MILAN, Nov 16 (Reuters) – Digital demand for fashion and luxury brands is expected to grow from current low levels and result in extra sales for the industry that could reach $50 billion by 2030, according to Morgan Stanley.
“Revenue streams from digital mediums for luxury brands are negligible… We think this is about to change,” strategists at the U.S. investment bank wrote in a note on Tuesday.
“The Metaverse will likely take many years to develop; however, NFTs and social gaming (e.g., online games and concerts attended by people’s avatars) present two nearer-term opportunities for luxury brands,” it said.

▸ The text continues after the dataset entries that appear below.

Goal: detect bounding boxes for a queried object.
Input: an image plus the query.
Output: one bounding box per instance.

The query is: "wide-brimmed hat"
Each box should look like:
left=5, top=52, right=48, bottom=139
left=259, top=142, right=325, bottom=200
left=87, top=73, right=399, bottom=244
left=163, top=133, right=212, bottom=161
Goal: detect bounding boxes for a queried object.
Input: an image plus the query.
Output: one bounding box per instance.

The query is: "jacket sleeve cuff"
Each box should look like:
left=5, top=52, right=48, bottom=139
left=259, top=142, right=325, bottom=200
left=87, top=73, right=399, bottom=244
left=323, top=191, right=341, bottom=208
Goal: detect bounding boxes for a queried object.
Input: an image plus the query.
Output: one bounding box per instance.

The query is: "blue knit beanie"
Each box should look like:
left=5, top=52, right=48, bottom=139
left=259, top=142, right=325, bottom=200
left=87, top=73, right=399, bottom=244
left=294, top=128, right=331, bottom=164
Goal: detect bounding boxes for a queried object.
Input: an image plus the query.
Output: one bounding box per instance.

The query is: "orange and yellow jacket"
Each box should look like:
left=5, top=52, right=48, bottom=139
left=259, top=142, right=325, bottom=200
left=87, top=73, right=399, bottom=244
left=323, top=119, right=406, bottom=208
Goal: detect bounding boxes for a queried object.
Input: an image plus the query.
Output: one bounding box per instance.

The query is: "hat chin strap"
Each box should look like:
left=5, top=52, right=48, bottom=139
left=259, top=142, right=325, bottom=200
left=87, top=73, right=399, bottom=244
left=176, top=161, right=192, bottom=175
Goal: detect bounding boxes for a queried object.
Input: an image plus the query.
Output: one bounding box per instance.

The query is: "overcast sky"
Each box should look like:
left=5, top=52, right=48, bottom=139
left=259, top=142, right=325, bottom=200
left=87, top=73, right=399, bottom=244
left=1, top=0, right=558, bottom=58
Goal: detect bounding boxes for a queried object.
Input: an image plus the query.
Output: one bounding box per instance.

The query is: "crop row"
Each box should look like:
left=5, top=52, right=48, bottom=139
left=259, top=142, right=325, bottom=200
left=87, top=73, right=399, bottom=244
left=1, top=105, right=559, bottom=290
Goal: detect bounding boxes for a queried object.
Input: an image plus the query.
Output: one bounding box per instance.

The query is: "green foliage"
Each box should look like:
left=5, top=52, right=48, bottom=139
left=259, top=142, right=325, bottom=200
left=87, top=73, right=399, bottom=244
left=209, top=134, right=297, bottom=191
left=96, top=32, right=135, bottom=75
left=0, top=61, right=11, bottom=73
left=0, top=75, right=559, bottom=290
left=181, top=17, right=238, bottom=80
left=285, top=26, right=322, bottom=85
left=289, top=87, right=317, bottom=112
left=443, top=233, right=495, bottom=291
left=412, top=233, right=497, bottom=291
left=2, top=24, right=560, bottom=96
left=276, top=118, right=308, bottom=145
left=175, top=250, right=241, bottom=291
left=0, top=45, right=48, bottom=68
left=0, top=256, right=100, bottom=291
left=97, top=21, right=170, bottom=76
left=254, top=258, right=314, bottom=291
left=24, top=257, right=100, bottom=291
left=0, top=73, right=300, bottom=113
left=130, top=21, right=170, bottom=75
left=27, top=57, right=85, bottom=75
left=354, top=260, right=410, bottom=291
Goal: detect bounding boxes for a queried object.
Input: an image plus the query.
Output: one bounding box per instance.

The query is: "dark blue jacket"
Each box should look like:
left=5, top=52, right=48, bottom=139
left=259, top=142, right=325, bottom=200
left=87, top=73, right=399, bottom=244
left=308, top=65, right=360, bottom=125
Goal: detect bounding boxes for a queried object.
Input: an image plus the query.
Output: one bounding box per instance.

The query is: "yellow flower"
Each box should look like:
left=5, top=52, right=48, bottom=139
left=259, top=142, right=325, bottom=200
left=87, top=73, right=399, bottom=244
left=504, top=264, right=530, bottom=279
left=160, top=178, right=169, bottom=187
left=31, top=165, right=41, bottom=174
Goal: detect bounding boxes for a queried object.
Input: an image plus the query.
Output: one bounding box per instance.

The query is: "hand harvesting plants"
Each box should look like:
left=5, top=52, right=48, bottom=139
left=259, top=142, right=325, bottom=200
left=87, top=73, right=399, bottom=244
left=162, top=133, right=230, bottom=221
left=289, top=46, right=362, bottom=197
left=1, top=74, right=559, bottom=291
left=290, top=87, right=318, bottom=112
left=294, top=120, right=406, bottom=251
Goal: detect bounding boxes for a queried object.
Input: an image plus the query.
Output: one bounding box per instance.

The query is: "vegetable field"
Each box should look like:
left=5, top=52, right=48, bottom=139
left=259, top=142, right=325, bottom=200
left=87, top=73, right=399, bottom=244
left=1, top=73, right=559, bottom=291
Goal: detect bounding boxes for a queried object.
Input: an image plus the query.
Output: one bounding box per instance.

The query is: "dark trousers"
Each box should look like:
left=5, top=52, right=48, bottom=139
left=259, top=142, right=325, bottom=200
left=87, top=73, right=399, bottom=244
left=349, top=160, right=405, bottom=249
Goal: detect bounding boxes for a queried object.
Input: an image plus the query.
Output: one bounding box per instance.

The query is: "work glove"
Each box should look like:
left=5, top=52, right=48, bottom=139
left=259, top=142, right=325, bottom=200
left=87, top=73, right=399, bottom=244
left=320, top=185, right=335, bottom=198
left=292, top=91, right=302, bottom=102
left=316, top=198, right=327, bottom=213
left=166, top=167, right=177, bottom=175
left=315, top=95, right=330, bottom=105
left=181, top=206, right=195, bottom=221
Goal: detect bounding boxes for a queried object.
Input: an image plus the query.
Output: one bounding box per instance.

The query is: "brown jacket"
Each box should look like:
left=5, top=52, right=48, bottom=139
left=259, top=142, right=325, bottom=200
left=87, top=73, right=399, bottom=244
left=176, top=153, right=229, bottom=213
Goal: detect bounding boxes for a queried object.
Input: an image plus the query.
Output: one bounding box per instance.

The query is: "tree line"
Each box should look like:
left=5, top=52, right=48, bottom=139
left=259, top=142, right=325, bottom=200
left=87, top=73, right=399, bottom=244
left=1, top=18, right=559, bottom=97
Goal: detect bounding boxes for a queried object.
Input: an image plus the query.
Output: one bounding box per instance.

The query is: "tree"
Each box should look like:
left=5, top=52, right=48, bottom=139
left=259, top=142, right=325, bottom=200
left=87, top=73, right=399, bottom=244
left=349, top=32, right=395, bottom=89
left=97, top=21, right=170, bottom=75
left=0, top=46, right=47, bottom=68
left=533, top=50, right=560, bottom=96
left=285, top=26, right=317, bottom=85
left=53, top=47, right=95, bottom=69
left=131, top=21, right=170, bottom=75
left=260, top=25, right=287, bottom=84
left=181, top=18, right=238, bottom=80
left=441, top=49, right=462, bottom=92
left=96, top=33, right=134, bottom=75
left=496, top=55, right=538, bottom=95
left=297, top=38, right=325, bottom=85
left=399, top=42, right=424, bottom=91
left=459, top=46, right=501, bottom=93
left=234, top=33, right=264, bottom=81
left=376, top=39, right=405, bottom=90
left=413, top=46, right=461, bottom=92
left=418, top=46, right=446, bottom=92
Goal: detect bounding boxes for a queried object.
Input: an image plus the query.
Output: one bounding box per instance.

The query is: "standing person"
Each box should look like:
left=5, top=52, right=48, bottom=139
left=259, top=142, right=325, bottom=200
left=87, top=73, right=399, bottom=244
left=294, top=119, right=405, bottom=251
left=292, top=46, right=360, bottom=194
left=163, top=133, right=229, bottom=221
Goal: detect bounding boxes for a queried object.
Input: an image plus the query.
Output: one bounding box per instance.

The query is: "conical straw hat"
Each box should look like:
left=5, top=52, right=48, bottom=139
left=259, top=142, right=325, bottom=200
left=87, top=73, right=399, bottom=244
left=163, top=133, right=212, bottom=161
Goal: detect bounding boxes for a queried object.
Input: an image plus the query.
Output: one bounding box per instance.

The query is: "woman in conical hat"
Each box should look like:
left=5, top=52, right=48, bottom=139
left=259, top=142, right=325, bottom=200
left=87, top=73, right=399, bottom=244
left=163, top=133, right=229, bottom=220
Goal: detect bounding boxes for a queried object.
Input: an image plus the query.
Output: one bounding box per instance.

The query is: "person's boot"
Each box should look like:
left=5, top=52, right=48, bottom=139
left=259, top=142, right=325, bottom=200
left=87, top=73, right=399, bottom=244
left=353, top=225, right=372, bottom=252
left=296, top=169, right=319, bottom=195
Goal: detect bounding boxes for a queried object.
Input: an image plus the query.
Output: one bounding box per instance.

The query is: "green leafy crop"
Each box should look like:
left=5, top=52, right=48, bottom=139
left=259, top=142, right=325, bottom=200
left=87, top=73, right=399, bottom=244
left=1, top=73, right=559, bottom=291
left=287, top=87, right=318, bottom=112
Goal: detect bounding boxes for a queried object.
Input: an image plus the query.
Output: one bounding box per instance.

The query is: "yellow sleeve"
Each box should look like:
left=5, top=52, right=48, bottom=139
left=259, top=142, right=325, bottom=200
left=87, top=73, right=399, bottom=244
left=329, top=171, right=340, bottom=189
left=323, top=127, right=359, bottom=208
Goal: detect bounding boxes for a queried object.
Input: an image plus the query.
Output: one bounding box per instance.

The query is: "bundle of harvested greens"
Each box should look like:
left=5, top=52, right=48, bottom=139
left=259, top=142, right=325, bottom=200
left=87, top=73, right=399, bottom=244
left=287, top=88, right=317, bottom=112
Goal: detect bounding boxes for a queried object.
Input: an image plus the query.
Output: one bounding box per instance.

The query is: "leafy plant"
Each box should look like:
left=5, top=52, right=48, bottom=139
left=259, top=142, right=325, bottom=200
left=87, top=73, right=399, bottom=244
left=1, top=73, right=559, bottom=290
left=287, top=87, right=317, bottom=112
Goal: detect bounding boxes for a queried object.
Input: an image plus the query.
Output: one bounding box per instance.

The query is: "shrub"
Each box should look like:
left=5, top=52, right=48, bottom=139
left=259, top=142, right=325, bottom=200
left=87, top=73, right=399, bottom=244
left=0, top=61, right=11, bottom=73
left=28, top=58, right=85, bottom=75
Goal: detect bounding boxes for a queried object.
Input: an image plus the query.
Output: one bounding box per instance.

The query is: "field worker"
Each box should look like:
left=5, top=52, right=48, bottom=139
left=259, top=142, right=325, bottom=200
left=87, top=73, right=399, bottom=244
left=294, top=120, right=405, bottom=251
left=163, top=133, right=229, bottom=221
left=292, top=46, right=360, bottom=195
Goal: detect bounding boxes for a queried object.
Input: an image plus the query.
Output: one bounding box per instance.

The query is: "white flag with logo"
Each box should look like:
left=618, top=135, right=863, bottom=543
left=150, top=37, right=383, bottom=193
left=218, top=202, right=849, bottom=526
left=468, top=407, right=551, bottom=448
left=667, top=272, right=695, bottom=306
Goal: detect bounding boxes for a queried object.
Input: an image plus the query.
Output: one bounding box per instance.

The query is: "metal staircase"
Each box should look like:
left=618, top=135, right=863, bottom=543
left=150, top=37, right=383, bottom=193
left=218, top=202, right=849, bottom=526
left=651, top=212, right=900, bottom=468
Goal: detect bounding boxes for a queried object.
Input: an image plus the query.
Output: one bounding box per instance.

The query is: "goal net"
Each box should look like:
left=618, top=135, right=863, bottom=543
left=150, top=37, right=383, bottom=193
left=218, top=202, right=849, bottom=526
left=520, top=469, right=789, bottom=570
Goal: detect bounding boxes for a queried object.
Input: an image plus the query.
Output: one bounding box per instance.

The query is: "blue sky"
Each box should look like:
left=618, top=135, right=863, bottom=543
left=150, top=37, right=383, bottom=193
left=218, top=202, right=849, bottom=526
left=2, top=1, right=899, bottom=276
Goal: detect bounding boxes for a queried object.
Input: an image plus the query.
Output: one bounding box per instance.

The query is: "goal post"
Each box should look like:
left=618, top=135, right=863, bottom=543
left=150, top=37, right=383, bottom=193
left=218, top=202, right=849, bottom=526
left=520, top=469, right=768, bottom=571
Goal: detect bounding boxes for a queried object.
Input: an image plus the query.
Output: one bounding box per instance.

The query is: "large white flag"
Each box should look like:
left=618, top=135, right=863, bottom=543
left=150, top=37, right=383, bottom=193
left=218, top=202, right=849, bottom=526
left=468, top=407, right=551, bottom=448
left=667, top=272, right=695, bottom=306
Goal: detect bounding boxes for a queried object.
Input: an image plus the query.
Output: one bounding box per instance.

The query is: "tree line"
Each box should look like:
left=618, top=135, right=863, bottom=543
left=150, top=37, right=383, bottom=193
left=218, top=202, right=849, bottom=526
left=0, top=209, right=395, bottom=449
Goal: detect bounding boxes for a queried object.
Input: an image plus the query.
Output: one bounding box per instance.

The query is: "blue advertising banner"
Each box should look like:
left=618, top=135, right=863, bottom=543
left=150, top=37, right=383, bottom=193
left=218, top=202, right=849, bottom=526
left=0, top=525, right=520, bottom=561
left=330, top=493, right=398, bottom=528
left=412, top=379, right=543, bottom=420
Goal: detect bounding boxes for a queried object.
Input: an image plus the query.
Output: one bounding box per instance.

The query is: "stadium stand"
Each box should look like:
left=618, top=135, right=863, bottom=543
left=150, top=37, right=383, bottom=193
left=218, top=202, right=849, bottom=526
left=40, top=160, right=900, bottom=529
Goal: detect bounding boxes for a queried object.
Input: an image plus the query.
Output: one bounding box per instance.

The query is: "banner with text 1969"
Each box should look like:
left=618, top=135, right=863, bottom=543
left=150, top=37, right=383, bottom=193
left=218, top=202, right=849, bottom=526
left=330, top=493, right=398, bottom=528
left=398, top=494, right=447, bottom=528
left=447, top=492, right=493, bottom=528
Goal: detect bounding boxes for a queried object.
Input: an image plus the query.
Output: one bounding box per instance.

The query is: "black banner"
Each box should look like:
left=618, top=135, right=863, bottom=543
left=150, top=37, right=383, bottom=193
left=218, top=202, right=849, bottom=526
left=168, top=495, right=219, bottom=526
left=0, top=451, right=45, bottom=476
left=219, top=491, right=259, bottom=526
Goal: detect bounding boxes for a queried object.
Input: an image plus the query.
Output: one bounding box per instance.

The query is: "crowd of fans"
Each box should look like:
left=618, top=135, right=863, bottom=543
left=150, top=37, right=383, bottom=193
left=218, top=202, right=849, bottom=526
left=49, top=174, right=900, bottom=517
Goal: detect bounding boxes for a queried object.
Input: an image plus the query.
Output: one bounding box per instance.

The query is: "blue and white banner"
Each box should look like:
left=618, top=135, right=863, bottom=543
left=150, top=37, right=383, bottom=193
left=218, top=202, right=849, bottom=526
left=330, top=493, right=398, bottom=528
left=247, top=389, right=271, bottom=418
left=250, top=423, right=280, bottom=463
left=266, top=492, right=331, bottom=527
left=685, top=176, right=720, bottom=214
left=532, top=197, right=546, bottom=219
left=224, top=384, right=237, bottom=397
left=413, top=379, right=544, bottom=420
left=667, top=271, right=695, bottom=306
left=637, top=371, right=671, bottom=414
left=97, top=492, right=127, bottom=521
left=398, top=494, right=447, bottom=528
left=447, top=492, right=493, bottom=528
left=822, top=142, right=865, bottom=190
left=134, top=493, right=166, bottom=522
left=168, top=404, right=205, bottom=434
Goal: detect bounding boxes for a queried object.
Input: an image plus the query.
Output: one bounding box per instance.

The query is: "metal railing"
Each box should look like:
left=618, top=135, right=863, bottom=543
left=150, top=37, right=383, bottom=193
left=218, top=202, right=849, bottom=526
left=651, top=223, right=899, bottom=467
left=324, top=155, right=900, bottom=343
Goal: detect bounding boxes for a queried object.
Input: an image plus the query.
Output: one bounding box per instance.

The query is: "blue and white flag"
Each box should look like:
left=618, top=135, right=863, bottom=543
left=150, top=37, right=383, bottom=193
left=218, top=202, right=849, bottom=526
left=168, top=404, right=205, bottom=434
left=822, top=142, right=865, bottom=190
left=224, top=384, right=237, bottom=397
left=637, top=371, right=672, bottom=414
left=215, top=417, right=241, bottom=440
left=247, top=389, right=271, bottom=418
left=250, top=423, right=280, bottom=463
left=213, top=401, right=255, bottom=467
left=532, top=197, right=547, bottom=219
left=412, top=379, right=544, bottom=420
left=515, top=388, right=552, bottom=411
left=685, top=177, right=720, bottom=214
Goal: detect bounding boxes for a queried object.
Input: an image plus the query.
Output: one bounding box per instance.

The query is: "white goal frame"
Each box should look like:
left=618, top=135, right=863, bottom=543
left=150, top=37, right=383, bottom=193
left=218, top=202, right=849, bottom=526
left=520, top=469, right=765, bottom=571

According to Morgan Stanley, NFTs (non-fungible tokens) and social gaming could expand luxury group’s total addressable market by more than 10% in eight years time and boost industry earnings before interest and tax by around 25%.
Noting how one in five Roblox gamers update their avatars daily, it said luxury brands are exploring a number of collaborations with gaming and Metaverse platforms.
It also said Italian brand Dolce & Gabbana’s recent sale of nine NFTs for $5.7 million, albeit small, highlights the virtual and hybrid luxury goods’ huge potential over the coming years.
“We expect the whole sector to benefit from the advent of the Metaverse, but see the soft luxury brands (ready-to-wear, leather goods, shoes, etc.) as particularly well positioned as opposed to hard luxury (jewellery and watches),” it said.